23. The apparatus according to claim 21 or 22, characterized in that, The processing unit is also configured to update the service information of the network node through at least one of the following methods: The transceiver unit receives the second response messages reported by the M network nodes respectively. The second response messages are used to indicate the service information updated by the network nodes before or after the completion of service data transmission in the current scheduling period. The transceiver unit receives updated service information periodically reported by the N network nodes.
24. The apparatus according to any one of claims 21 to 23, characterized in that, The service information is used to indicate the service data that network nodes need to transmit through the channel.
25. The apparatus according to any one of claims 21 to 24, characterized in that, The business information includes at least one of the following: business type, business traffic, business latency, and business priority.
26. A scheduling device, characterized in that, The device includes a transceiver unit and a processing unit; The transceiver unit is used to report service information to the control node. The service information includes a request type, which is used to identify the type of scheduling requested by the network node from the control node. The request type includes default downlink scheduling or downlink scheduling request, default uplink scheduling, uplink trigger scheduling request, or air interface reservation request.

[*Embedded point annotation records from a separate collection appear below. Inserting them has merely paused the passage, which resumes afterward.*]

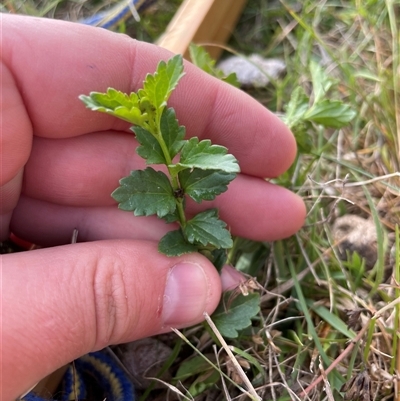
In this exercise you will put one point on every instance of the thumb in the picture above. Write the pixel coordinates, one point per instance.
(60, 303)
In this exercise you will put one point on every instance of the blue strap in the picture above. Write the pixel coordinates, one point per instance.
(117, 14)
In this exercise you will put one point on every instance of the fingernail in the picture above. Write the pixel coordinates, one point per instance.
(186, 294)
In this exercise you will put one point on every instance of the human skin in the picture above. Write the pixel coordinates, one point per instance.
(60, 162)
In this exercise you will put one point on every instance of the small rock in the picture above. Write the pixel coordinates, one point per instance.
(254, 70)
(355, 234)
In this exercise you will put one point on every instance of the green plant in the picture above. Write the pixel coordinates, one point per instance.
(202, 171)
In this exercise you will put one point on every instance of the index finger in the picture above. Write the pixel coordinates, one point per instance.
(53, 62)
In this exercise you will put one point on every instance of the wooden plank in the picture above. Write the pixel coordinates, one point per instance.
(202, 22)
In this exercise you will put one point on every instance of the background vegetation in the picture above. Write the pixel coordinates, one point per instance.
(328, 327)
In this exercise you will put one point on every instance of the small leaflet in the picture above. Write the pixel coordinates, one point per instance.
(204, 184)
(158, 87)
(146, 192)
(173, 134)
(174, 244)
(206, 156)
(149, 147)
(117, 104)
(238, 316)
(207, 229)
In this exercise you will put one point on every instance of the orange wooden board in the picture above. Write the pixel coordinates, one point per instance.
(202, 22)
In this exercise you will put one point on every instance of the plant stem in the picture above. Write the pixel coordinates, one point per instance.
(173, 177)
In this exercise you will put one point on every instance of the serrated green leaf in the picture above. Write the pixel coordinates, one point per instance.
(172, 133)
(231, 79)
(204, 184)
(171, 217)
(174, 244)
(330, 113)
(321, 81)
(158, 87)
(149, 147)
(146, 192)
(207, 229)
(117, 104)
(206, 156)
(239, 315)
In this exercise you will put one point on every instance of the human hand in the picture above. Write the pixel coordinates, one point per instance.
(60, 162)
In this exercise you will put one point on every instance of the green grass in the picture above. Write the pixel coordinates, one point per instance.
(300, 344)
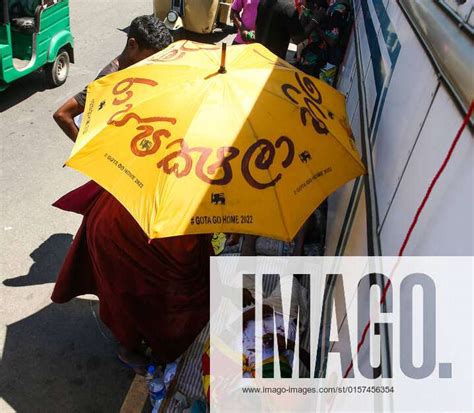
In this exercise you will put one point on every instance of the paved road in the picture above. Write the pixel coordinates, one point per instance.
(54, 358)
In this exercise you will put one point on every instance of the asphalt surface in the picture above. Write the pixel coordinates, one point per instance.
(54, 358)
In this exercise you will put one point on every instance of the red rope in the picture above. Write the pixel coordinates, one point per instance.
(415, 221)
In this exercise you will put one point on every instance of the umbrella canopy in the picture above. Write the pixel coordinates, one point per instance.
(191, 141)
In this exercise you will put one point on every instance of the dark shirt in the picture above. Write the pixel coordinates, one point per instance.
(277, 22)
(112, 67)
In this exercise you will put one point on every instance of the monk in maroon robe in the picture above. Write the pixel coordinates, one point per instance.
(154, 292)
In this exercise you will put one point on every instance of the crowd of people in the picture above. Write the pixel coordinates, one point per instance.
(158, 292)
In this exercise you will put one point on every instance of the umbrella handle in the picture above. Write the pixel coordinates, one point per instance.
(222, 69)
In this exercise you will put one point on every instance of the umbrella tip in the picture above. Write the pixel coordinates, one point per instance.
(222, 69)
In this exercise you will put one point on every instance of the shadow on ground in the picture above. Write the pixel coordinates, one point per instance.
(47, 258)
(62, 358)
(22, 89)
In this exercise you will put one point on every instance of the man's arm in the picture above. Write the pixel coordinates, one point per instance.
(65, 115)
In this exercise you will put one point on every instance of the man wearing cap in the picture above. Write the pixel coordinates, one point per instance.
(147, 35)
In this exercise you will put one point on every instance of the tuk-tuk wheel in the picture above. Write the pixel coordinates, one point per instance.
(56, 72)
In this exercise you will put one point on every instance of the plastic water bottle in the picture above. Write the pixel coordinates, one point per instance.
(156, 387)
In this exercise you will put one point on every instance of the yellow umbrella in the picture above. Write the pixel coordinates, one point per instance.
(190, 146)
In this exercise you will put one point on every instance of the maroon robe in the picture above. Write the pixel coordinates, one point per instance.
(154, 291)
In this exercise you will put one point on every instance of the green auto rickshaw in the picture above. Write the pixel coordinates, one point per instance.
(35, 34)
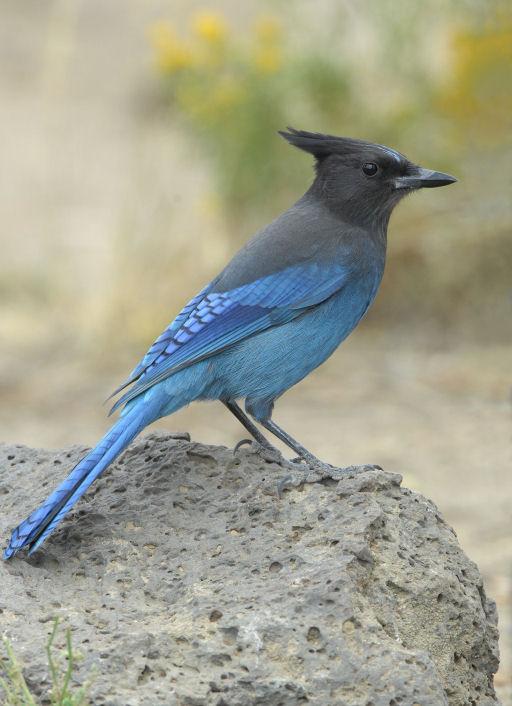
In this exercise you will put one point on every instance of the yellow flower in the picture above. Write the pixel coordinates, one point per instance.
(171, 54)
(209, 26)
(267, 28)
(267, 60)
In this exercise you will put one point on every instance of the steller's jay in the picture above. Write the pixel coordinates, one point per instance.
(280, 308)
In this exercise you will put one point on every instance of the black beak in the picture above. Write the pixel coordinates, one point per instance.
(422, 178)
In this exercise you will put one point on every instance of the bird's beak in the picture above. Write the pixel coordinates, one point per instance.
(421, 178)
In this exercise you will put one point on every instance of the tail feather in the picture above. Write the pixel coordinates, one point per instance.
(47, 516)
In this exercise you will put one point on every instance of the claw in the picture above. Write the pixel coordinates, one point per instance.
(241, 443)
(281, 484)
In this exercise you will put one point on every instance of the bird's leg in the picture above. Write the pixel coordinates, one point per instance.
(269, 450)
(304, 454)
(318, 469)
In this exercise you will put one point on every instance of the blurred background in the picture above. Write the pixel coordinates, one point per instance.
(139, 152)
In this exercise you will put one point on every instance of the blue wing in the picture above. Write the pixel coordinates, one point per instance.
(214, 320)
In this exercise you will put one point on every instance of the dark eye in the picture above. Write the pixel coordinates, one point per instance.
(370, 168)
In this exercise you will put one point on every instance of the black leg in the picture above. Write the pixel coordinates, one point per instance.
(290, 441)
(250, 426)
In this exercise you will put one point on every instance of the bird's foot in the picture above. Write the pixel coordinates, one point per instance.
(318, 471)
(270, 454)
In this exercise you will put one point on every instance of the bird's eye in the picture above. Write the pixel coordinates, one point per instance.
(370, 168)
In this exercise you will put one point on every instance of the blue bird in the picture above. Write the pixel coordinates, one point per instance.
(278, 310)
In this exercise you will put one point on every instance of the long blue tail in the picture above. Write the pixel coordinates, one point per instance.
(42, 521)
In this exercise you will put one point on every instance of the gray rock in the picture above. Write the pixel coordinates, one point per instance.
(186, 581)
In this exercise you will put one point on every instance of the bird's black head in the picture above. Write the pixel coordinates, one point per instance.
(361, 180)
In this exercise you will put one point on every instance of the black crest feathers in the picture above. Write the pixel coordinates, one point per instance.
(313, 142)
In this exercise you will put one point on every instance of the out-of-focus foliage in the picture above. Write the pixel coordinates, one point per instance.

The transceiver unit is further configured to receive a first scheduling message sent by the control node, the first scheduling message being used to indicate that the network nodes are allowed to compete for the channel; The processing unit is configured to compete for the channel based on the first scheduling message.
27. The apparatus according to claim 26, characterized in that, The transceiver unit is further configured to report a first response message to the control node, the first response message being used to instruct the network node to compete for the channel.
28. The apparatus according to claim 26 or 27, characterized in that, The transceiver unit is also configured to update service information to the control node through at least one of the following methods: A second response message is reported to the control node, the second response message being used to indicate the service information updated by the network node before or after the completion of service data transmission in the current scheduling period; Periodically report updated business information.
29. The apparatus according to any one of claims 26 to 28, characterized in that, The service information is used to indicate the service data that network nodes need to transmit through the channel.
30. The apparatus according to any one of claims 26 to 29, characterized in that, The business information includes at least one of the following: business type, business traffic, business latency, and business priority.